I use Ubuntu 22.04 Linux vm 5.15.0-39-generic #42-Ubuntu SMP Thu Jun 9 23:42:32 UTC 2022 x86_64 x86_64 x86_64 GNU/Linux. I use python=3.9.13 and webdataset=0.2.20 to generate webdataset shards. The version of tar command is tar (GNU tar) 1.34.
The code used to generate webdataset shards is available in Github Gist.
I maybe found the reason for the large tarfile size.
I found a similar question in Stackoverflow. In short, python (>=3.8) built-in library uses tarfile.PAX_FORMAT as default to store tarfile. In constrast, the default format of tar command on Linux is tarfile.GNU_FORMAT. See more about these two formats here and here. PAX_FORMAT has a longer tar header than GNU_FORMAT and thus lead to large tarfile size.
In my opinion, the infomation in tar header is useless and unneccessary for machine learning/deep learning training. Therefore, I recommand tarfile.GNU_FORMAT to generate webdataset shards. The shards with smaller size are beneficial to boosting theefficiency of data loading. I recommand to add format param while opening tarfile in TarWriter.
Thanks for tracking this down. I wasn't aware they had changed the default, that is good to know.
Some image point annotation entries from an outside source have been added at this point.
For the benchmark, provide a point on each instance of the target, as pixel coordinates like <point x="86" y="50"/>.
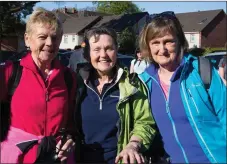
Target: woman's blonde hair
<point x="159" y="27"/>
<point x="43" y="16"/>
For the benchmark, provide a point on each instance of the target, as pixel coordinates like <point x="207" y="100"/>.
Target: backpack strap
<point x="68" y="80"/>
<point x="14" y="79"/>
<point x="205" y="71"/>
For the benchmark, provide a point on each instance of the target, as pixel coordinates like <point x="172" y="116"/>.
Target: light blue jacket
<point x="206" y="110"/>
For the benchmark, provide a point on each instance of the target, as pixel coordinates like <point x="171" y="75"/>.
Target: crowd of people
<point x="159" y="111"/>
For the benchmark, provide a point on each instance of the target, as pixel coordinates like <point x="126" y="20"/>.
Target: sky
<point x="151" y="7"/>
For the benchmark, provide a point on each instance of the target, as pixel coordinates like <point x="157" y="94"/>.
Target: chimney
<point x="65" y="10"/>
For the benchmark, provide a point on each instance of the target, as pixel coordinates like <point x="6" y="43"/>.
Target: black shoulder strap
<point x="68" y="80"/>
<point x="14" y="79"/>
<point x="205" y="71"/>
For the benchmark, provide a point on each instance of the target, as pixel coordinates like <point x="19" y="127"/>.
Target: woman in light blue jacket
<point x="191" y="119"/>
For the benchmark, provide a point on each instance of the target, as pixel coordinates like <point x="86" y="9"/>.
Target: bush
<point x="214" y="49"/>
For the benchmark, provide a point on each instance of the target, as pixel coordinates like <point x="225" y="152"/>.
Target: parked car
<point x="215" y="57"/>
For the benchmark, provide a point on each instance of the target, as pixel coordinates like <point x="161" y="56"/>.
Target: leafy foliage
<point x="11" y="14"/>
<point x="116" y="8"/>
<point x="127" y="41"/>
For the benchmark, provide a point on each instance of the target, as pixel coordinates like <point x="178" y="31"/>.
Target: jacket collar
<point x="125" y="87"/>
<point x="29" y="63"/>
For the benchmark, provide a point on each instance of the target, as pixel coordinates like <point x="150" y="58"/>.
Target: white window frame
<point x="65" y="38"/>
<point x="192" y="38"/>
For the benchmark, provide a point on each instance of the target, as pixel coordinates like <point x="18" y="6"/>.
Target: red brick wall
<point x="214" y="35"/>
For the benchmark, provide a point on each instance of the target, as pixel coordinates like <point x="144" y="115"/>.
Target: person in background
<point x="139" y="64"/>
<point x="191" y="119"/>
<point x="223" y="69"/>
<point x="113" y="112"/>
<point x="42" y="104"/>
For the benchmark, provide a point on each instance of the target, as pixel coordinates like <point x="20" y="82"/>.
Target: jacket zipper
<point x="172" y="121"/>
<point x="47" y="99"/>
<point x="121" y="101"/>
<point x="193" y="101"/>
<point x="189" y="109"/>
<point x="101" y="98"/>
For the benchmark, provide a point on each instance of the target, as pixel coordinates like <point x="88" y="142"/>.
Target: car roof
<point x="216" y="53"/>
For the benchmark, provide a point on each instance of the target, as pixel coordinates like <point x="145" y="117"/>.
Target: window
<point x="73" y="38"/>
<point x="192" y="38"/>
<point x="65" y="38"/>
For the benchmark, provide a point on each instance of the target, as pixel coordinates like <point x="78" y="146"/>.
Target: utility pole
<point x="1" y="29"/>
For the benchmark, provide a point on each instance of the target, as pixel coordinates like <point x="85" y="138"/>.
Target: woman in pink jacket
<point x="41" y="104"/>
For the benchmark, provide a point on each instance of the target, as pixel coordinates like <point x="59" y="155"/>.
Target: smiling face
<point x="103" y="53"/>
<point x="44" y="42"/>
<point x="164" y="50"/>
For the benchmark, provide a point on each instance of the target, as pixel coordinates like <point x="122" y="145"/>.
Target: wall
<point x="214" y="35"/>
<point x="9" y="44"/>
<point x="193" y="42"/>
<point x="70" y="44"/>
<point x="138" y="27"/>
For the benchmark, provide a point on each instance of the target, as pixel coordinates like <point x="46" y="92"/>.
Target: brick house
<point x="204" y="28"/>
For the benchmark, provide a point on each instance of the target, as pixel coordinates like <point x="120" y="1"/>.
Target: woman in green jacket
<point x="113" y="114"/>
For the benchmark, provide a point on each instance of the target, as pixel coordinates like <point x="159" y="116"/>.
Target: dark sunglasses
<point x="167" y="14"/>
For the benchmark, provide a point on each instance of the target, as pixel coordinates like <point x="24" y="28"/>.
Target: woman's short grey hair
<point x="43" y="16"/>
<point x="159" y="27"/>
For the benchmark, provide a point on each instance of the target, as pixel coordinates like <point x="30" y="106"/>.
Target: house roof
<point x="120" y="22"/>
<point x="76" y="25"/>
<point x="196" y="21"/>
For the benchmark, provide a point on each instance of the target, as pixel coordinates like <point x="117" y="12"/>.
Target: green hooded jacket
<point x="133" y="108"/>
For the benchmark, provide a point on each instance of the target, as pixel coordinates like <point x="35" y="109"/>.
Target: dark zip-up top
<point x="99" y="125"/>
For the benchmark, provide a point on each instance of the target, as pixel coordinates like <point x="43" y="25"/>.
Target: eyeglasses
<point x="167" y="14"/>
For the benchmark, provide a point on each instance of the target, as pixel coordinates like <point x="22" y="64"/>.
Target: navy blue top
<point x="179" y="139"/>
<point x="99" y="122"/>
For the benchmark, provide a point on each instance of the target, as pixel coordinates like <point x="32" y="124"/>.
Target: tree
<point x="11" y="14"/>
<point x="116" y="8"/>
<point x="59" y="3"/>
<point x="127" y="41"/>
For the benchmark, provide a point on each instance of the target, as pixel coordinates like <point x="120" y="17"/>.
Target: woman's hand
<point x="130" y="154"/>
<point x="66" y="149"/>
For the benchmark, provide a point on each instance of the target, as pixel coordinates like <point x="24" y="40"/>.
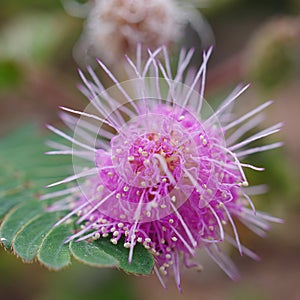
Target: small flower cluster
<point x="162" y="169"/>
<point x="114" y="28"/>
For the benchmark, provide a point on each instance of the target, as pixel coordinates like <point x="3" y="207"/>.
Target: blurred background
<point x="257" y="41"/>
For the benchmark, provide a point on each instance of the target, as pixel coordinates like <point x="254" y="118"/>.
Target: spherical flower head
<point x="156" y="165"/>
<point x="115" y="28"/>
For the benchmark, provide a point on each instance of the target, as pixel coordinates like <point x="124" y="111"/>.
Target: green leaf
<point x="28" y="229"/>
<point x="54" y="252"/>
<point x="142" y="261"/>
<point x="18" y="217"/>
<point x="91" y="254"/>
<point x="102" y="253"/>
<point x="30" y="237"/>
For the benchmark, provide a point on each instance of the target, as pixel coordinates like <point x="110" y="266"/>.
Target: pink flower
<point x="156" y="165"/>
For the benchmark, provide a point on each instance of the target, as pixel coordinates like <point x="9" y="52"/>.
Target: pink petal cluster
<point x="161" y="167"/>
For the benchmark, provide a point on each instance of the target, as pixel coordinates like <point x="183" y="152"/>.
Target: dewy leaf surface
<point x="27" y="228"/>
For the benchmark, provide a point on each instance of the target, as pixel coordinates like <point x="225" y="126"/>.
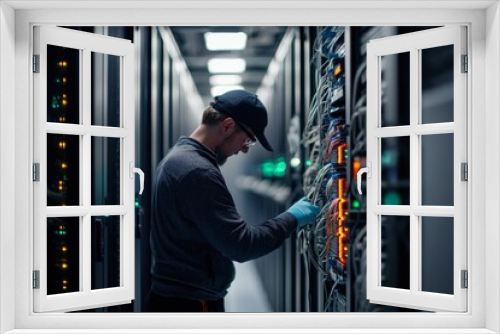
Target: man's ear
<point x="228" y="126"/>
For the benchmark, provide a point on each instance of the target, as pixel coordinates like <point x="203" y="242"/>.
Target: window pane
<point x="437" y="254"/>
<point x="105" y="171"/>
<point x="63" y="255"/>
<point x="437" y="169"/>
<point x="395" y="167"/>
<point x="63" y="85"/>
<point x="105" y="89"/>
<point x="63" y="170"/>
<point x="105" y="252"/>
<point x="395" y="89"/>
<point x="437" y="84"/>
<point x="395" y="251"/>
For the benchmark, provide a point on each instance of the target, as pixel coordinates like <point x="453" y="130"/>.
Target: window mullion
<point x="86" y="98"/>
<point x="414" y="170"/>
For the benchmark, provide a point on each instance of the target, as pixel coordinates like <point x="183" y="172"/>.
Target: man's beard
<point x="220" y="157"/>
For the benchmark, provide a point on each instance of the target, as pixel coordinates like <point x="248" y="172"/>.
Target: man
<point x="196" y="231"/>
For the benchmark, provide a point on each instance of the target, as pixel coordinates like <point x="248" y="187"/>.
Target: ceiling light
<point x="230" y="79"/>
<point x="219" y="90"/>
<point x="226" y="65"/>
<point x="215" y="41"/>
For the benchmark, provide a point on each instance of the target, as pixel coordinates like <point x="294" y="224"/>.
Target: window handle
<point x="133" y="170"/>
<point x="363" y="170"/>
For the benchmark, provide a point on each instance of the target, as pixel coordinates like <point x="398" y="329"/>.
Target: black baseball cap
<point x="246" y="108"/>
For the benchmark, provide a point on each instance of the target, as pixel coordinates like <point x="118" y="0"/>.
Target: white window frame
<point x="413" y="43"/>
<point x="85" y="43"/>
<point x="483" y="20"/>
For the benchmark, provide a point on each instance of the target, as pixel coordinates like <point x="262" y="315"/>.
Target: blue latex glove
<point x="304" y="211"/>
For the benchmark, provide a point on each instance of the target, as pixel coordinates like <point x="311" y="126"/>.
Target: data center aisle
<point x="246" y="293"/>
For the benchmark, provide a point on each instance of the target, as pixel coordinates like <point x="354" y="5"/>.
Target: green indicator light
<point x="392" y="198"/>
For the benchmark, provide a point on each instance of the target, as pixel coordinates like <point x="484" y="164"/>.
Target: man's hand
<point x="304" y="211"/>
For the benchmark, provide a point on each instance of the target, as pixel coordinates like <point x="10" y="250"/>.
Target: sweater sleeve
<point x="209" y="205"/>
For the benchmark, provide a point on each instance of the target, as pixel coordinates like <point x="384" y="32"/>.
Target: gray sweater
<point x="196" y="231"/>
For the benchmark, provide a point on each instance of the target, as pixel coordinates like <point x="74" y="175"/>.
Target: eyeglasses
<point x="250" y="141"/>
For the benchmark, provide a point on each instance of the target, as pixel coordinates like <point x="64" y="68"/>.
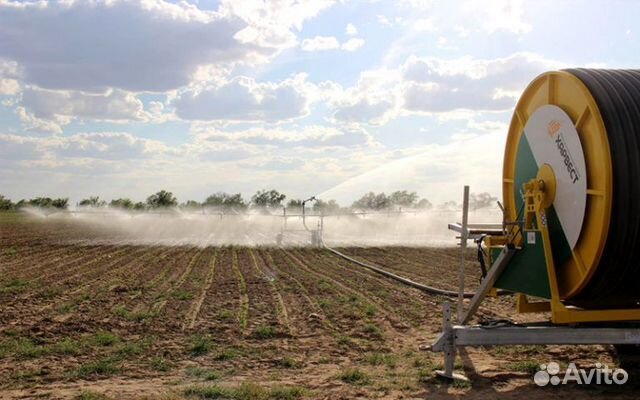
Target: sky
<point x="337" y="98"/>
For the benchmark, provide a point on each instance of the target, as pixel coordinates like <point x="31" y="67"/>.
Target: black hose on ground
<point x="409" y="282"/>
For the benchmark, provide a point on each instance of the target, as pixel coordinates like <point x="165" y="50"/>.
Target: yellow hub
<point x="548" y="177"/>
<point x="566" y="91"/>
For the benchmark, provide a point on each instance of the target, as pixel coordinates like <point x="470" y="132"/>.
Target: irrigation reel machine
<point x="569" y="244"/>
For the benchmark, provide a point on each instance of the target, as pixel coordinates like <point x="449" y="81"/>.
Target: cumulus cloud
<point x="320" y="43"/>
<point x="500" y="15"/>
<point x="269" y="23"/>
<point x="244" y="99"/>
<point x="440" y="86"/>
<point x="352" y="44"/>
<point x="437" y="85"/>
<point x="8" y="78"/>
<point x="97" y="145"/>
<point x="314" y="136"/>
<point x="112" y="105"/>
<point x="144" y="45"/>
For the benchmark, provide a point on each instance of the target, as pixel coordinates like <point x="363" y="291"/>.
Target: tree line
<point x="262" y="199"/>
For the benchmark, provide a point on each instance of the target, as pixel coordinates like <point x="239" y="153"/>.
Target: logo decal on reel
<point x="553" y="129"/>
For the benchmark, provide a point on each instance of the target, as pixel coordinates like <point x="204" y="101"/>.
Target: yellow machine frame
<point x="538" y="195"/>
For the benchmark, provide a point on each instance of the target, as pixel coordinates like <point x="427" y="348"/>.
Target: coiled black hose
<point x="616" y="281"/>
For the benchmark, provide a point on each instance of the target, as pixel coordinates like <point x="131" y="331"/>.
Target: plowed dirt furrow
<point x="316" y="294"/>
<point x="243" y="311"/>
<point x="103" y="274"/>
<point x="374" y="289"/>
<point x="194" y="309"/>
<point x="29" y="269"/>
<point x="19" y="255"/>
<point x="159" y="305"/>
<point x="179" y="301"/>
<point x="299" y="305"/>
<point x="221" y="306"/>
<point x="440" y="273"/>
<point x="262" y="309"/>
<point x="282" y="313"/>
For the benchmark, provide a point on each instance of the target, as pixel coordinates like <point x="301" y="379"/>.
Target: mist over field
<point x="409" y="228"/>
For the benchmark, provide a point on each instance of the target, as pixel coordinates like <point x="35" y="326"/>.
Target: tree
<point x="162" y="199"/>
<point x="449" y="205"/>
<point x="191" y="204"/>
<point x="372" y="201"/>
<point x="326" y="207"/>
<point x="44" y="202"/>
<point x="402" y="198"/>
<point x="481" y="200"/>
<point x="5" y="204"/>
<point x="61" y="203"/>
<point x="294" y="203"/>
<point x="268" y="199"/>
<point x="226" y="201"/>
<point x="93" y="201"/>
<point x="424" y="204"/>
<point x="123" y="203"/>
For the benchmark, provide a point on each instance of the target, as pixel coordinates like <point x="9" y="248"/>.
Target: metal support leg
<point x="448" y="346"/>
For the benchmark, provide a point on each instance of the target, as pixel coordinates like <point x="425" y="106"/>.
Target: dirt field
<point x="91" y="321"/>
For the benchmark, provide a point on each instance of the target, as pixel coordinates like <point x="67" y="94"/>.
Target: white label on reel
<point x="554" y="140"/>
<point x="531" y="238"/>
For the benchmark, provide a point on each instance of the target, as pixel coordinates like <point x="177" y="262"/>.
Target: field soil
<point x="85" y="316"/>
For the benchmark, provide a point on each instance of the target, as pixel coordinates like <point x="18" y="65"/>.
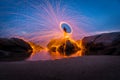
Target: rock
<point x="102" y="44"/>
<point x="64" y="47"/>
<point x="14" y="49"/>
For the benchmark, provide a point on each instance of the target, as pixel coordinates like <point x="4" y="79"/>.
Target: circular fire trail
<point x="48" y="25"/>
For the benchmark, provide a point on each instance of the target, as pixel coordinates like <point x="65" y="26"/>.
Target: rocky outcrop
<point x="102" y="44"/>
<point x="14" y="49"/>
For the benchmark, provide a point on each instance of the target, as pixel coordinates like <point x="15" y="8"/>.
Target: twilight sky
<point x="104" y="15"/>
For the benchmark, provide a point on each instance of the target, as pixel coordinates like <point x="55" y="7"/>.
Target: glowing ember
<point x="50" y="24"/>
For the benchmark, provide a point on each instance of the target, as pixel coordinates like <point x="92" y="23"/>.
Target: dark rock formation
<point x="14" y="49"/>
<point x="64" y="47"/>
<point x="103" y="44"/>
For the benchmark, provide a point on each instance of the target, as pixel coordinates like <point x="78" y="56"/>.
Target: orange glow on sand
<point x="57" y="46"/>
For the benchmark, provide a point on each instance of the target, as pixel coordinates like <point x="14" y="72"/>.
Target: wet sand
<point x="79" y="68"/>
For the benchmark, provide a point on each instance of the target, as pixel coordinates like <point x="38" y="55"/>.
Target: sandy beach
<point x="79" y="68"/>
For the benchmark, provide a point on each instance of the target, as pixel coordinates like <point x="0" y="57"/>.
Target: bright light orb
<point x="66" y="27"/>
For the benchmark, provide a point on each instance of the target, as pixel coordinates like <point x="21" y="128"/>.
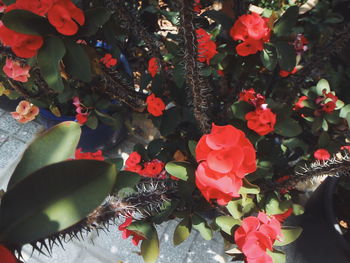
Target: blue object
<point x="104" y="137"/>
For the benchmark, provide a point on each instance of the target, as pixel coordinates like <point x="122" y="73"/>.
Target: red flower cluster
<point x="250" y="96"/>
<point x="126" y="232"/>
<point x="153" y="169"/>
<point x="262" y="121"/>
<point x="153" y="67"/>
<point x="108" y="60"/>
<point x="82" y="111"/>
<point x="14" y="70"/>
<point x="6" y="256"/>
<point x="225" y="156"/>
<point x="253" y="30"/>
<point x="256" y="235"/>
<point x="155" y="105"/>
<point x="24" y="46"/>
<point x="89" y="155"/>
<point x="206" y="46"/>
<point x="322" y="155"/>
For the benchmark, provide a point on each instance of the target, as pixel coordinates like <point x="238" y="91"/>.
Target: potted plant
<point x="243" y="97"/>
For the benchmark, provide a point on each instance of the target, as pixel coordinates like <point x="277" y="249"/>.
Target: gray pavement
<point x="103" y="247"/>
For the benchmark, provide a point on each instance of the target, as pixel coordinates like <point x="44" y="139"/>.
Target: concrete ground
<point x="103" y="247"/>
I will look into fixing this.
A couple of reasons why we haven't noticed this before is that (1) we usually transform data with tarp after writing them with ShardWriter, and that "resets" the format, and (2) if there are many small files, we use compressed tar fils (.tgz, .tar.gz), which removes the overhead of the tar headers.
If you have a lot of small files in each sample, you also have an alternative file format in which each individual sample is represented as a single message pack file containing a dictionary.
Default is now USTAR_FORMAT, which should be more compact.